Paul Thomas Anderson, no entanto, deu sorte (“não é sorte, é trabalho,” diria Daniel Plainview em sua página do LinkedIn). Com “Uma Batalha Após a Outra”, em exibição nos cinemas com versões em IMAX e até 4DX, o diretor faz quase uma cobertura ao vivo do que está acontecendo agora, neste instante – e nos indica uma rota de fuga.

De fato, é alarmante que tanto Aster como Anderson, que nunca se dedicaram a esse tipo de assunto – os “ismos” que rodeiam o lixão humano que é Donald Trump como se fossem moscas varejeiras, ou seja, o fascismo e o racismo – tenham ambos lançado sátiras políticas em 2025.

Se lembrarmos, contudo, que “Midsommar” trata de uma protagonista aliciada por uma seita, o interesse de Aster pela política americana já não parece tão repentino ou absurdo. Quem mais surpreende é o diretor de títulos tão díspares quanto “Boogie Nights” e “Embriagado de Amor”.

Anderson já tinha adaptado a obra do escritor Thomas Pynchon em 2014, com “Vício Inerente” – e nunca entendi o apelo.

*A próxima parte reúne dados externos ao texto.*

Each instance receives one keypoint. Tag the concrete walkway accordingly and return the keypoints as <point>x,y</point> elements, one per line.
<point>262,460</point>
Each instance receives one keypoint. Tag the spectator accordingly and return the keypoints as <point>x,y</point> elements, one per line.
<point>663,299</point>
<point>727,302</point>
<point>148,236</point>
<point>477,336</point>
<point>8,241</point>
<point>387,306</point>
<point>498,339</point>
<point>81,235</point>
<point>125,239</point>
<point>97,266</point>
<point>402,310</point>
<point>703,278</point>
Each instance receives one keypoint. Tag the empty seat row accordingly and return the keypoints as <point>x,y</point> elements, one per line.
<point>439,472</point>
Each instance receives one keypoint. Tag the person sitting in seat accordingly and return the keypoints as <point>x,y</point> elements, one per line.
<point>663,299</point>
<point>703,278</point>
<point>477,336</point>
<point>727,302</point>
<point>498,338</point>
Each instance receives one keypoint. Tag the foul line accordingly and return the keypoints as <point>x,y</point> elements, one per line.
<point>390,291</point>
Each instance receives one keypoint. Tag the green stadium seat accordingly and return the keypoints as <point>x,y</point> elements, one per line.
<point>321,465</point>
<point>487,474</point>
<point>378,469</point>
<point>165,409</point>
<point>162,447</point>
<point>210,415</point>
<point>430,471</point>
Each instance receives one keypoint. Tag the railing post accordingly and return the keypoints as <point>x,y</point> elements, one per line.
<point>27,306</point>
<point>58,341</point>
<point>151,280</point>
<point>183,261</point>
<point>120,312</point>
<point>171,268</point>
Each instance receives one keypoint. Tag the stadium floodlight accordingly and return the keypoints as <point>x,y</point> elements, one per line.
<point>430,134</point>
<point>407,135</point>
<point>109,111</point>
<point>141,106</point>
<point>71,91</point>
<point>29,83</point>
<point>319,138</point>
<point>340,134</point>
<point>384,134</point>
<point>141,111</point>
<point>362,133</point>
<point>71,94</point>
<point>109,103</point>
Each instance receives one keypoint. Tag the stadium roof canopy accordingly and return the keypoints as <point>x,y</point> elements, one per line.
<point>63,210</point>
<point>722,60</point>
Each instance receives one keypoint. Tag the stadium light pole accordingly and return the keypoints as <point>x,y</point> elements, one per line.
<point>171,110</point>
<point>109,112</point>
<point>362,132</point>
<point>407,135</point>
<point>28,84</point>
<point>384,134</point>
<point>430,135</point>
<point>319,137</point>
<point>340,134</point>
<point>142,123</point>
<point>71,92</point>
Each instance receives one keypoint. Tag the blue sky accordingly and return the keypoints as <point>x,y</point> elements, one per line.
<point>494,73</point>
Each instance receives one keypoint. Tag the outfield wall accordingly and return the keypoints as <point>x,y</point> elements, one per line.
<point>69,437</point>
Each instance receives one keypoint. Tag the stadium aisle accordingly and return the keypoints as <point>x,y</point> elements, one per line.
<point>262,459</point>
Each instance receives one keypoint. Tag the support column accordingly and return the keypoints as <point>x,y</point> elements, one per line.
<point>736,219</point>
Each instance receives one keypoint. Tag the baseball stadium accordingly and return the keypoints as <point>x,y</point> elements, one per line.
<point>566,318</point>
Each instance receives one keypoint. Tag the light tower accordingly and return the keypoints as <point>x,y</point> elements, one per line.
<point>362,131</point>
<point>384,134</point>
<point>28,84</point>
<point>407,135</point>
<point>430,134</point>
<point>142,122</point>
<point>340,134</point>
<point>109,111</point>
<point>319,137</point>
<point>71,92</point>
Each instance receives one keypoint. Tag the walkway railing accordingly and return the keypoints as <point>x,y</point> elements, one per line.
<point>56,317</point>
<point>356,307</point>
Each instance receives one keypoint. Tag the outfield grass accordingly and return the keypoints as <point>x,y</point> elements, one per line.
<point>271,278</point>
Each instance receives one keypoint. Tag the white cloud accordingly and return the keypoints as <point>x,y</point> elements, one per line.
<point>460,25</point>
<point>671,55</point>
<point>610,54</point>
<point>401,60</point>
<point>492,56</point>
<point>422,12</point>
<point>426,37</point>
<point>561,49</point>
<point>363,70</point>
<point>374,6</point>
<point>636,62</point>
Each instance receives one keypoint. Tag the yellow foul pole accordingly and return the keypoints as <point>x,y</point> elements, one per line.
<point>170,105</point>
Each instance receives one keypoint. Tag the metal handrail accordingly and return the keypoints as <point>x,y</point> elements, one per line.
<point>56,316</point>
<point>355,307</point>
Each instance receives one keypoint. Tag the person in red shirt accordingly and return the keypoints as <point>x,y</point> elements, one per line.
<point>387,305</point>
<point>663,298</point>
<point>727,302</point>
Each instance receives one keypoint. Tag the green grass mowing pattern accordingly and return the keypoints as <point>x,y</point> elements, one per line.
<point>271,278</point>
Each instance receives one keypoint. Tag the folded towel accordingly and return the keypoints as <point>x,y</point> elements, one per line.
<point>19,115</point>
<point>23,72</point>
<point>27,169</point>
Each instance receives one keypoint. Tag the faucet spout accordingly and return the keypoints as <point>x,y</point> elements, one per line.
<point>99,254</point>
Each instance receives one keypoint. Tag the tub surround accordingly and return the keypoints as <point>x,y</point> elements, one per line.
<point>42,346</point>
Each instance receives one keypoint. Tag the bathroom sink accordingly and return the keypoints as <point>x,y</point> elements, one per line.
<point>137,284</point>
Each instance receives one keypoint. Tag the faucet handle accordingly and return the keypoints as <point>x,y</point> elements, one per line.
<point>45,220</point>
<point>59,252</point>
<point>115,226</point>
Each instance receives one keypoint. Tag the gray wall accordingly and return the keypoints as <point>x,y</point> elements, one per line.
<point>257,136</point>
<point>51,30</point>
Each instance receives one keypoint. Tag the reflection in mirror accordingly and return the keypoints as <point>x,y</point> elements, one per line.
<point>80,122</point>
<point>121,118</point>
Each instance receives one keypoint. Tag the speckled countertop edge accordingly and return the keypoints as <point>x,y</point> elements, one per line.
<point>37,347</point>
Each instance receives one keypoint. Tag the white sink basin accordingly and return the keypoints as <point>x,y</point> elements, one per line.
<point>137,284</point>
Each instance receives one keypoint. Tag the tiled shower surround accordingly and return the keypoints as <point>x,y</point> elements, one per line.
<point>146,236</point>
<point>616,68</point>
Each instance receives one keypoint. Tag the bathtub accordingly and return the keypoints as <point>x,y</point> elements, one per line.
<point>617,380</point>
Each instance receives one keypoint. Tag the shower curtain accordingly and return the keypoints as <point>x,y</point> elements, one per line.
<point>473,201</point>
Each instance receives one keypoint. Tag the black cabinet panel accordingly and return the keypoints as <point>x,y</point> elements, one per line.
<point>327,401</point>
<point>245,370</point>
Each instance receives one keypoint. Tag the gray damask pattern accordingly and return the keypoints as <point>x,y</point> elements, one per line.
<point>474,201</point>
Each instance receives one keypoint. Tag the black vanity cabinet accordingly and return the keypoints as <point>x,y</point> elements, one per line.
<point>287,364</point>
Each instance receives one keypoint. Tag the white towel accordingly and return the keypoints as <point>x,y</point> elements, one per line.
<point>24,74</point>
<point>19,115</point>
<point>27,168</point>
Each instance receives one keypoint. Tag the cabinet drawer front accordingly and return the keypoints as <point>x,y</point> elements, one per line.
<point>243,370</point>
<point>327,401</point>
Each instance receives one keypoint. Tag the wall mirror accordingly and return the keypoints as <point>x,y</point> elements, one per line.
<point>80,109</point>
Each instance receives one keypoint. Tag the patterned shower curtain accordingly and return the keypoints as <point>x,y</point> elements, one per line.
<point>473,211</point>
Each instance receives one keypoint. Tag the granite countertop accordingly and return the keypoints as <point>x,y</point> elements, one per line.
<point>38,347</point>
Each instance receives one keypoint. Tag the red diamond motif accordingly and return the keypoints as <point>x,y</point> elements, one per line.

Considero “Sangue Negro” como uma obra-prima, adoro “Trama Fantasma”, mas fiquei aborrecida quando soube que ele adaptaria mais um livro do autor. Depois de “Uma Batalha Após a Outra”, talvez eu tenha de reconsiderar.

É até difícil descrever a trama sem estragar a eletrizante cadeia de acontecimentos que, apesar dos seus elementos mais estrambólicos, mantém os pés firmes no chão. Acho que basta esta breve sinopse: membros de um grupo revolucionário precisam escapar de forças fascistas cujo comandante (muito bem interpretado por Sean Penn) tem uma motivação particular para persegui-los.

Para não contaminar a minha opinião, evitei ao máximo ler qualquer coisa antes de ir ao cinema. No Bluesky, porém, vi de relance duas pessoas comentando que gostariam de ler uma crítica de “Uma Batalha Após a Outra” assinada por uma mulher negra. Apesar de não preencher todos os requisitos, entendi do que estavam falando em questão de cinco ou dez minutos de sessão.

Há uma personagem chamada Perfidia, interpretada por Teyana Taylor (atriz fantástica, sobretudo no drama “Mil e Um”), uma mulher negra, retratada de maneira exageradamente sexualizada. Pela montagem, toda a sua personalidade gira em torno do sexo. Sua “pepeca” é o símbolo máximo de sua individualidade.

Em dado momento do filme, ela é vigiada por outrem. A câmera assume o ponto de vista do voyeur e dá um close na bunda dela – mais longo do que o necessário para nos transmitir a informação de que há um interesse carnal nesse olhar.

Sim, as aventuras sexuais da personagem colocam toda a trama em ação, mas há um histórico assustador de humilhação e desumanização por trás do fetiche com o corpo da mulher negra. Anderson é um homem branco casado com a divina Maya Rudolph, com quem tem quatro filhos – ele deveria ter alguma consciência dessa problemática.

Mas não é minha intenção “cancelar” o diretor. Menciono somente porque pensar não dói e devemos questionar também os nossos artistas favoritos. Será que uma diretora negra, ou mesmo um diretor negro, teria filmado estas mesmas cenas de um jeito diferente?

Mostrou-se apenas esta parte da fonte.